Thinking about the different models of supplying computing
It's the time of year when new graduate students show up here, so one of the things on my mind has been the various ways that computers can be supplied to people in an environment like ours. There are at least three that come to mind.
First is the 'bring your own device' model where every incoming graduate student (or professor) is expected to bring their own computer (probably a laptop) and, as a corollary, to look after it. Perhaps we'd supply some niceties like external screens to hook up to them. The BYOD approach is popular partly because any number of people are going to do this anyways.
Then there is the 'hardware only' model, where we hand a computer to every new graduate student but make no attempt to manage or control it beyond that; the graduate student can run whatever they want in whatever configuration they want. Probably we'd preinstall some OS in a recommended configuration just for convenience (and many grad students would leave it as-is). Lots of people like this model for its freedom and similarity to the BYOD experience (at least until the OS install blows up in their face).
The final model is managed desktops, where we both supply hardware and maintain the OS installed on it. On the one hand, we guarantee that it works right; on the other hand, people lose the freedom to run whatever they want and have to generally live with our choices. 'We don't support that' will probably get said a lot.
(Note that these are not necessarily a good set of options for any environment other than our peculiar one.)
As you might suspect, in practice right now we have a mix of all three options. The historical evolution of our environment is that we started out providing fully managed computing because computing was too expensive for any other answer, but over time the decrease in computing costs (especially compared to staff costs) has caused more and more people to shift towards BYOD and 'here, have a box'.

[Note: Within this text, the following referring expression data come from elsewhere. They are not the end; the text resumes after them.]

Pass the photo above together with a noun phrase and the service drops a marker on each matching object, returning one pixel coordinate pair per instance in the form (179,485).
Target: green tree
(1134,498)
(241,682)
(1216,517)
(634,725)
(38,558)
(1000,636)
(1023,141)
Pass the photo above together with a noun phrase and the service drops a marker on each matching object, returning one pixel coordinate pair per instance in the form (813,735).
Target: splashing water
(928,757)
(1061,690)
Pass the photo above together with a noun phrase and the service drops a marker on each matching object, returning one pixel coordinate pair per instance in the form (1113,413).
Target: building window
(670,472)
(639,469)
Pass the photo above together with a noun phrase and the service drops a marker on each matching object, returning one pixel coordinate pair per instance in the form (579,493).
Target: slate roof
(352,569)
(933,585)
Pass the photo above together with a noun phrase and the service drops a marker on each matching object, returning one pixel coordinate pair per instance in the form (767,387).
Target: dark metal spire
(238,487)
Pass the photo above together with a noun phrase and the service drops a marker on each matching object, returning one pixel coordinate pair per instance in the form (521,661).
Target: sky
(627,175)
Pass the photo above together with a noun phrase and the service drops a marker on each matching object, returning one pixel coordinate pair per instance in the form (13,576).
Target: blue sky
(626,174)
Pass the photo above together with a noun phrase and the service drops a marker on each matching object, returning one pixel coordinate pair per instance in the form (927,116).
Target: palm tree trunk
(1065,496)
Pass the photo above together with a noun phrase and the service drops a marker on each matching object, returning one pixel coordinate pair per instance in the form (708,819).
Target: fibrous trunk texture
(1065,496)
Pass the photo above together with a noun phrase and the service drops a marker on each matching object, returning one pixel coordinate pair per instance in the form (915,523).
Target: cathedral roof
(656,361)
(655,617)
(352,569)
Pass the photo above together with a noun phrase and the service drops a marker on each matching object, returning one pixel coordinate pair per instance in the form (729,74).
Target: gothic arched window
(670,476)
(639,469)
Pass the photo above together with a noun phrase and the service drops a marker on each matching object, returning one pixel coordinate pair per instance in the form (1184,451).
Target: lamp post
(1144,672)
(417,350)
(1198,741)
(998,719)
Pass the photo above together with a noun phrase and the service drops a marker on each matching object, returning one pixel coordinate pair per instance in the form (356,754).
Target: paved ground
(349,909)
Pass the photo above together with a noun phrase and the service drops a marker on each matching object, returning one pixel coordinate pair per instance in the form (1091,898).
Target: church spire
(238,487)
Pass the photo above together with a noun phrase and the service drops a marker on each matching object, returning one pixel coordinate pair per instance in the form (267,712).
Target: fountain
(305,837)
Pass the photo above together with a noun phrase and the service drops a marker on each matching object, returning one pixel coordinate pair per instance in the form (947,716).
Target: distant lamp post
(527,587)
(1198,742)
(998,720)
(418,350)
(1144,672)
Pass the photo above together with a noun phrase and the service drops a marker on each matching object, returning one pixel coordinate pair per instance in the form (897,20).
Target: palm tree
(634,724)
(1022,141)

(I will skip a discussion of trying to do managed Windows installs and just say that we were and are primarily a Unix shop without much expertise in that area. This leads to non-technical issues beyond the scope of this entry.)

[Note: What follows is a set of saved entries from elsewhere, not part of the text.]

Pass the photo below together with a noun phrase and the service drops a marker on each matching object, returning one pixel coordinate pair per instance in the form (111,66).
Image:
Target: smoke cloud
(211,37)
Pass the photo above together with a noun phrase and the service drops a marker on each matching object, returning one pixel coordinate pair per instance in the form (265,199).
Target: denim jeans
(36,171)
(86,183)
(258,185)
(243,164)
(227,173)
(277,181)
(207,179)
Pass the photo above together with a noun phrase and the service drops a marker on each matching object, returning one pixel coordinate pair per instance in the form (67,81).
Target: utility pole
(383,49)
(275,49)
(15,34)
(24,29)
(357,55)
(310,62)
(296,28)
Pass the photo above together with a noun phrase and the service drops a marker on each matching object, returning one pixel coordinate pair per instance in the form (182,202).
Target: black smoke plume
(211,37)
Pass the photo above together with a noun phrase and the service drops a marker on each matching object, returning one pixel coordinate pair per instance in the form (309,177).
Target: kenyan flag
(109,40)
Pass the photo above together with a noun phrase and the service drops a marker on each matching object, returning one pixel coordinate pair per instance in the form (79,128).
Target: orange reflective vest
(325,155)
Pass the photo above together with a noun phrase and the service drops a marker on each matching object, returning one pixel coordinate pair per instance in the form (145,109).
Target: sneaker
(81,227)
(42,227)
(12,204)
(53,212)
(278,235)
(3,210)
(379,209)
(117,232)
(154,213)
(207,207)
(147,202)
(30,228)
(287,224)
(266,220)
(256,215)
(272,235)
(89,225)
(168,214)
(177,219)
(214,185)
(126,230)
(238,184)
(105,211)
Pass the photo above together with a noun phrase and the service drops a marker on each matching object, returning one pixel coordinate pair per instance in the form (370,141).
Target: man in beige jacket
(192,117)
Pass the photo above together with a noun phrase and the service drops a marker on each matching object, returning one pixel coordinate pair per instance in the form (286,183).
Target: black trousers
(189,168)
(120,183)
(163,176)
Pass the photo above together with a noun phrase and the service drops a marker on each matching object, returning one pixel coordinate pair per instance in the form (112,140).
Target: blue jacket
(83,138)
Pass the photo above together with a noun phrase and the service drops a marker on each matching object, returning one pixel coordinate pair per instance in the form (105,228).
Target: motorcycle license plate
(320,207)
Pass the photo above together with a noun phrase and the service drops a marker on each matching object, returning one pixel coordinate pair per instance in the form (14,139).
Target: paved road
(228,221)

I'm mulling this over partly because how computing get supplied to people has a big impact on what services they're interested in consuming from us (and how). For one obvious example, in the days when we provided serial terminals on everyone's desk, having Unix servers for people to log in to was a big deal and they were very important. Today an increasing number of people here have probably only used our login servers to change their password.
(Since we're a Computer Science department, you could actually argue that we should actively push people to interact with Unix because Unix is an important part of effective, practical computing and so something they should be learning. But that's another debate entirely.)